Uns allen ist bewusst, dass wir uns am Beginn einer heiklen Phase befinden. Von jedem Infizierten geht die Gefahr aus, dass es wieder zu einem exponentiellen Wachstum der Ansteckungen kommt. Wer das
Virus hat, trifft mit hoher Wahrscheinlichkeit jemanden und steckt ihn an. Diese Kette muss unterbrochen werden. Das ist das oberste Ziel. Um das zu verhindern, ist ein hoher Aufwand notwendig. Die Testung und die Nachverfolgung der Kontaktperson müssen so schnell wie möglich erfolgen. Wenn jemand den Notruf wählt und sagt, er habe einen Herzinfarkt, geht im Hintergrund eine gewaltige Maschinerie los. Ähnliches passiert jetzt, wenn jemand bei 1450 anruft und sagt, dass er Coronasymptome hat.
SN:
War Österreich für die erste Welle gut gerüstet?
Ich würde sagen: Ja. Die Zahlen geben uns recht. Österreich hat die richtige Strategie gewählt, nämlich leicht Erkrankte zu Hause zu behandeln. Somit blieben die Spitäler handlungsfähig. Das Problem, das hat man auch diesmal gesehen, ist meist die materielle Versorgung, diesmal mit Schutzausrüstung und medizinischem Gerät.
SN:
Die Opposition fordert, dass die Sitzungsprotokolle aus den Berater- und Krisenstäben veröffentlicht werden. Wie stehen Sie dazu?
Im medizinischen Beraterstab des Gesundheitsministeriums gibt es schon länger einen Konsens dafür.
Da mangelt es meiner Meinung nach nur noch an den Ressourcen, damit das schnell veröffentlicht wird. Eine Veröffentlichung der Krisenstab-Protokolle halte ich für problematisch. Es muss natürlich transparent sein, welche Entscheidungen getroffen werden. Aber in den Sitzungen des Krisenstabs werden auch Worst-Case-Szenarien durchgespielt und die sind durchaus düster.

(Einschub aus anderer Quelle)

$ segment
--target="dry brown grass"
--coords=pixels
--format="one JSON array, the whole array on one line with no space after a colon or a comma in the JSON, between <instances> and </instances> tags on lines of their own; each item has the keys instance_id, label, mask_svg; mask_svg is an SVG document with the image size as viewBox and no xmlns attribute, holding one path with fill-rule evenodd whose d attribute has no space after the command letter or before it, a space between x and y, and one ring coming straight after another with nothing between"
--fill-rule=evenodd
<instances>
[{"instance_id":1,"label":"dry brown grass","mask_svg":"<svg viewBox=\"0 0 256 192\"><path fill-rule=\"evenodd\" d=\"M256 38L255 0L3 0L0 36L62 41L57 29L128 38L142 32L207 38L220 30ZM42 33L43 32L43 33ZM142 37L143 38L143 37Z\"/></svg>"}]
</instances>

Die Veröffentlichung könnte verunsichern und Angst schüren. Solche Szenarien müssen von Profis richtig interpretiert werden. Wenn alles veröffentlicht wird, frage ich mich auch, ob im Stab weiterhin so offen gesprochen wird. Aber das ist notwendig, um alle Szenarien zu diskutieren.
SN:
Wieso braucht die Regierung die Hilfe des Roten Kreuzes?

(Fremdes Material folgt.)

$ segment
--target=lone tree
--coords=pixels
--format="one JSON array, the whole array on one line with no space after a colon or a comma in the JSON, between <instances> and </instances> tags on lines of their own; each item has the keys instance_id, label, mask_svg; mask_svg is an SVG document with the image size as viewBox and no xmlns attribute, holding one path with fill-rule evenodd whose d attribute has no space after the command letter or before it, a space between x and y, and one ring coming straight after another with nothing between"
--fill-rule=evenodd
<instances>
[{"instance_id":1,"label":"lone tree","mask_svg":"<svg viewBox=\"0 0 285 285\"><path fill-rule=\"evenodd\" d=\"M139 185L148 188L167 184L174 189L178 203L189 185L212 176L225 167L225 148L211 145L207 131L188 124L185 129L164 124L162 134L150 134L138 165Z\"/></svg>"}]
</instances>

Wir sind eine KrisenmanagementOrganisation. Wir haben Profis, die beschäftigen sich auch dann mit Krisen, wenn es keine Krise gibt. Sie können in Krisen denken. Und wir genießen hohes Vertrauen in der Bevölkerung. Wir sind ja auch gesetzlich verpflichtet, Behörden in Krisenzeiten zu unterstützen, egal unter welcher Regierung. Wir machen aber weiterhin keine Politik, sondern sind eine Hilfsorganisation. Davon sind im Übrigen auch andere in den Krisenstäben.
SN:
Es gab Kritik, dass Sie sich für die Anti-Corona-Kampagne der Politik haben instrumentalisieren lassen.

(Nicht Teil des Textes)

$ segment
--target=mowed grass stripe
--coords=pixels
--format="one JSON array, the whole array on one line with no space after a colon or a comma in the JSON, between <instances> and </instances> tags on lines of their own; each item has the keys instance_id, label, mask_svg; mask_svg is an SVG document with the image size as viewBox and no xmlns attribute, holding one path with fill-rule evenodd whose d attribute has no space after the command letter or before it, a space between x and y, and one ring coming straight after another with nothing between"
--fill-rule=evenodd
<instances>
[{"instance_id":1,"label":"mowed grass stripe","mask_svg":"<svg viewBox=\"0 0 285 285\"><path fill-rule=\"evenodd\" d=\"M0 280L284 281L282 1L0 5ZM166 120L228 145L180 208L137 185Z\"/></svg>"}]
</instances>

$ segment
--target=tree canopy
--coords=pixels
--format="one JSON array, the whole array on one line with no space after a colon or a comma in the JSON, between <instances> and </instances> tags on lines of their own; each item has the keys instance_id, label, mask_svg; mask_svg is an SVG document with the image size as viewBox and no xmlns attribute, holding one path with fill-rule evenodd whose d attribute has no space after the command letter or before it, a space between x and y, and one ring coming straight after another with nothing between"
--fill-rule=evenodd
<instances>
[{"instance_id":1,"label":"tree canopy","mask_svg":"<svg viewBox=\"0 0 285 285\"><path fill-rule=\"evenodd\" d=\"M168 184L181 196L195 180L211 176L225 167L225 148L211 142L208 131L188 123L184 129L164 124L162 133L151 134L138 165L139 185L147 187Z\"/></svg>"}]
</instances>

Das war unsere Idee. Schon Anfang März war für uns klar, dass mit Pressekonferenzen die Bevölkerung nicht ausreichend informiert werden kann. Da haben wir bereits begonnen, die Kampagne auszuarbeiten, um die Leute zu informieren. Das Konzept haben wir der Regierung zur Verfügung gestellt.
SN:
Es steht der Vorwurf im Raum, dass die türkis-grüne Regierung nicht immer auf die Experten gehört habe, wenn es um die Coronamaßnahmen ging. Wurden Sie ausreichend gehört?
„Die Experten“gibt es gar nicht. Das ist eine inhomogene Gruppe, die unterschiedliche Meinungen hervorbringt. Die Experten haben im März mögliche Szenarien gezeichnet und die Politik hat nur diese Modelle als Entscheidungsgrundlage in dieser neuen Situation gehabt. Dass sich im Nachhinein manche Szenarien als falsch herausstellen, ist in der Wissenschaft nicht ungewöhnlich. Ich persönlich habe auch nicht an die pessimistischen Szenarien geglaubt, wonach es hunderttausend Tote geben könnte. Aber wissen konnte es niemand.